9. We are, thus, constrained to consider it to be a case of clearances having been effected without placing true facts before the Excise authorities and to that extent it has to be considered to be a case of clandestine removals, and in view of the standing of the appellants inasmuch as they were not new in the field nor confined to only one small place, their plea that they were ignorant of the notification, does not sound convincing. The authorities cited by the learned counsel for the appellant; namely, that of Madras High Court in the case of Murgan & Company, Pudukottai v. Deputy Collector of Central Excise, Tiruchirapalli (1977 ELT J193) and that of Government of India, in the case of M/s. Dabur (Dr. S.K. Burmari) Private Ltd., Calcutta (1980 CENCUS 29-D)--1980 ELT 117 would not apply to the facts of the present case, and the period of demand cannot be restricted to six months. The case of Mis. Hindustan Steel Ltd. v. State of Orissa reported as AIR 1970 SC 253 on which also the learned counsel placed reliance does not seem to have any bearing on this issue. We are, therefore, of the considered view that this being a case of suppression of information and clearances having -been effected without revealing true facts, Rule 9(2) has been rightly invoked and that whole of the duty has been rightly demanded and confirmed. To the extent, it relates to the duty demanded, we therefore, dismiss the appeal. The quantum of redemption fine having not been questioned, the same also becomes a concluded issue.

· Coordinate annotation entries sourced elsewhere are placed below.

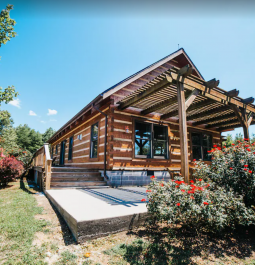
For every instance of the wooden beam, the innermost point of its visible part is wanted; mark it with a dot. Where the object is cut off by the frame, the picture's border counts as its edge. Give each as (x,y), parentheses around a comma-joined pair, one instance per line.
(248,100)
(207,113)
(183,132)
(232,127)
(216,125)
(215,93)
(193,107)
(185,71)
(215,119)
(191,98)
(160,105)
(250,118)
(212,83)
(232,93)
(148,92)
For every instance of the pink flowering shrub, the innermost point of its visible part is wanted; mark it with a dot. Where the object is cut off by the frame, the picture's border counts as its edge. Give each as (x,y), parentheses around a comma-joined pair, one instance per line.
(198,204)
(10,169)
(232,168)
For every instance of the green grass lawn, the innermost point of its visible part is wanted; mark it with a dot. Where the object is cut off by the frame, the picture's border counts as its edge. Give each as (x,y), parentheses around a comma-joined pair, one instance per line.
(148,246)
(18,227)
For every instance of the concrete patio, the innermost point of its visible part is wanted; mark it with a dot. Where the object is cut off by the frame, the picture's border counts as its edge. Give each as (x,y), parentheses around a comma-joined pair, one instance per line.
(92,213)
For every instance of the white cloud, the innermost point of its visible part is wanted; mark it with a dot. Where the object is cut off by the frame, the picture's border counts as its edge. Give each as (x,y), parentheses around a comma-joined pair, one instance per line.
(15,103)
(52,112)
(32,113)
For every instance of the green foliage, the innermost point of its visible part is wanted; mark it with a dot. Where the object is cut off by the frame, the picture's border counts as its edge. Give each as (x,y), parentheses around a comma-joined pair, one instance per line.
(6,25)
(10,169)
(67,258)
(28,139)
(203,205)
(232,168)
(47,135)
(7,94)
(238,137)
(5,120)
(18,227)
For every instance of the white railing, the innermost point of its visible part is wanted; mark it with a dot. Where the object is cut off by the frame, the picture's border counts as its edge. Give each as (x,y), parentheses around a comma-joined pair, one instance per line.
(43,160)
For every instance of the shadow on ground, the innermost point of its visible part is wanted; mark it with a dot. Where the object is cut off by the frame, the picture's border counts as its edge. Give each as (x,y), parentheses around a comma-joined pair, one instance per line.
(183,246)
(66,233)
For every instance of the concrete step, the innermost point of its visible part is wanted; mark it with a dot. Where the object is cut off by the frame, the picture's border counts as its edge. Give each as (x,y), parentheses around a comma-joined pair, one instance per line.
(72,169)
(71,173)
(77,184)
(76,178)
(72,187)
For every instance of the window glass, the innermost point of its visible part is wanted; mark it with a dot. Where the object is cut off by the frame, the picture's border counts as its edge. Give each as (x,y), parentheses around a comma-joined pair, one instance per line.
(147,146)
(94,140)
(70,151)
(201,144)
(197,152)
(143,130)
(196,139)
(160,141)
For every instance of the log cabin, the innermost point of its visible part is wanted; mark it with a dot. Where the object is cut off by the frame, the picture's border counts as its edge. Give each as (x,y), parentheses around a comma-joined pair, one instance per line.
(155,122)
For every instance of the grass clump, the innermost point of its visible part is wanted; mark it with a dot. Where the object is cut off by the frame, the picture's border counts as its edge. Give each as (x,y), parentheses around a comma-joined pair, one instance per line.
(18,227)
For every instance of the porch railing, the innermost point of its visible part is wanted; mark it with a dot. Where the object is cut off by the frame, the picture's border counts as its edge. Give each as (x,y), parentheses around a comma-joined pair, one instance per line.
(42,161)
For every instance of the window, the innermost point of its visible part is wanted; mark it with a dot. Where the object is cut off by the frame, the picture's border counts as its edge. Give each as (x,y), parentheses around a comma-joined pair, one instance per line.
(70,151)
(160,141)
(201,144)
(94,141)
(150,140)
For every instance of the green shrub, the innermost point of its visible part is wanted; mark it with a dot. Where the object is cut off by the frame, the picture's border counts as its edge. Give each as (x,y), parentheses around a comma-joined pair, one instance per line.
(232,168)
(201,204)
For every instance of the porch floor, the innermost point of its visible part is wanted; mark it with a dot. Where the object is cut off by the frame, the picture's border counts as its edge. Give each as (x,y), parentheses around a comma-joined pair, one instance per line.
(92,213)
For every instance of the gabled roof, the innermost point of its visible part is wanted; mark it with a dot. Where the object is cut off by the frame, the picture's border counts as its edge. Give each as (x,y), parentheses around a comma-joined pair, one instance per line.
(149,68)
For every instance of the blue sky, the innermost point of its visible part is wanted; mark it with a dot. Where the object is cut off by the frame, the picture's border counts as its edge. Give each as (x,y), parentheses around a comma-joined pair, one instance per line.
(68,52)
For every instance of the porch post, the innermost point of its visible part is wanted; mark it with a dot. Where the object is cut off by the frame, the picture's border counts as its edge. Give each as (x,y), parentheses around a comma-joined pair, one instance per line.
(183,130)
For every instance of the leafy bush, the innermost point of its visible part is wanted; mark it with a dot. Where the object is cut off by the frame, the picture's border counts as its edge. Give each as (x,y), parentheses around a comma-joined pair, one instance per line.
(232,168)
(10,169)
(201,204)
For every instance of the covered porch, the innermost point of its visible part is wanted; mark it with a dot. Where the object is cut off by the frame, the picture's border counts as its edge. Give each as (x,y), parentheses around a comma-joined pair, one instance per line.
(182,96)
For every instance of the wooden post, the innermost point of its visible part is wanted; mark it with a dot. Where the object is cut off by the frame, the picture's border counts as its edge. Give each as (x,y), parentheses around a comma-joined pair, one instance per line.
(183,131)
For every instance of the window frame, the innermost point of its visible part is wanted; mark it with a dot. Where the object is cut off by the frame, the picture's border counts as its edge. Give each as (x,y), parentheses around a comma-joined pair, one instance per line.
(201,143)
(152,141)
(92,141)
(70,148)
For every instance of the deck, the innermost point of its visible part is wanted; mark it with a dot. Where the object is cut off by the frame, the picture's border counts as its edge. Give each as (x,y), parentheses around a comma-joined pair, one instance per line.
(93,213)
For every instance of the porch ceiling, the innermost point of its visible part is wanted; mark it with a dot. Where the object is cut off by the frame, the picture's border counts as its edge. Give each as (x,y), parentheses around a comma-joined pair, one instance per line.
(212,107)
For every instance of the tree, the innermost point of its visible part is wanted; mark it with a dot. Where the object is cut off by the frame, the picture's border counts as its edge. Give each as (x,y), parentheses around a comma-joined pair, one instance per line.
(9,141)
(48,133)
(5,120)
(23,136)
(36,141)
(238,137)
(6,25)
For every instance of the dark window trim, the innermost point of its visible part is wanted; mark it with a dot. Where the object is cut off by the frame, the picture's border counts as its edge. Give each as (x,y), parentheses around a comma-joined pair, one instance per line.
(91,142)
(152,124)
(201,145)
(70,148)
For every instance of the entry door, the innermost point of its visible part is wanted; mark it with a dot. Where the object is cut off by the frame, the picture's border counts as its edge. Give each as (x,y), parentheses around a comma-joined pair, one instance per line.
(62,153)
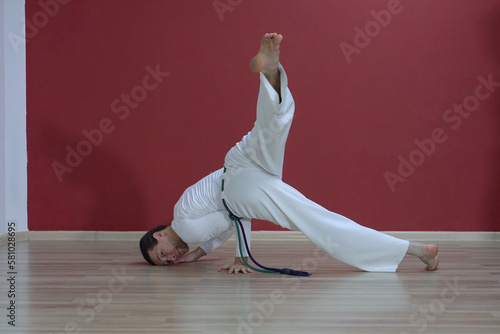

10. The only aspect remaining to be considered is that of penalty.

Although we feel that the plea of lack of mens rea does not carry conviction, in the light of the facts discussed above; namely, Declaration filed by the appellants was conveniently vague, and the plea of ignorance of the notification fails to impress, and the lower authorities have rightly considered it to be a fit case for imposition of penalty also, but considering the amount of duty liability to be only Rs. 65,817.63, the penalty imposed to the tune of Rs. 1.5 lakhs seems to be little out of proportion. The appeal is, therefore, allowed only partly to the effect that the amount of penalty shall also stand reduced, to equal to the amount of duty; namely, Rs. 65,817.63.